I wonder if anyone who saw Canon City during its initial theatrical run noticed Brady’s resemblance to Lawrence Tierney, or if there were any astute viewers who noticed the slim, bespectacled Whit Bissell and said to themselves, “Hey, wasn’t that guy in Brute Force?”

I also wonder how many viewers didn’t specifically recognize any of the actors but were able to tell that they were watching actors and not the actual participants in the case. And if they did, did they feel cheated after the opening claim of total and complete veracity?

I wonder these things because I do think that Canon City is remarkably skillful in the way it draws the viewer in and the way it manages to feel raw and real throughout. A little before the half-hour mark, the breakout kicks into high gear with an assault on a guard and a furious rush to fit all the pieces of the plan together. For nearly an hour, Canon City is as tense a picture as one could ask for. A dozen men pour out into a snowy night, disguised as prison guards. The prison alarm tolls throughout the small town. Terrified moviegoers swarm out of a theater whose marquee shows the Abbott and Costello comedy The Noose Hangs High (which wasn’t released until the spring of 1948, incidentally) and people on the streets rush to get home. But home offers no solace, as the convicts break into house after house looking for shelter, food, and weapons.

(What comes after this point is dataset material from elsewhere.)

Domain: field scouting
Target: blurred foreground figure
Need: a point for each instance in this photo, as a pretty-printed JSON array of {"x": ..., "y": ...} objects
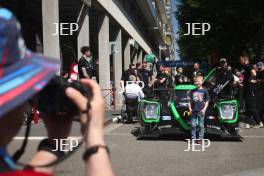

The cinematographer of Canon City was John Alton, who was responsible for brilliant work on many film noirs (most notably his collaborations with Anthony Mann). There aren’t a lot of memorable “noir” setups in Canon City, but overly stylized lighting wouldn’t have fit with the docudrama approach to the material. The darkness and the driving blizzard are terrifying enough filmed in a straightforward fashion. Canon City is the kind of movie where the cold gets into your bones just watching it.

Canon City is a film that is dated in many ways, but it still packs a punch if you can go along with the semi-documentary style. Writer-director Crane Wilbur gets the most out of his limited budget by filming inside the prison and in the rugged beauty of the southern Colorado landscape around Cañon City, and the pacing is swift and brutal once the breakout occurs.

Oh, and if you’re a Star Trek fan, keep your eyes peeled for a young DeForest Kelley as one of the dozen escapees.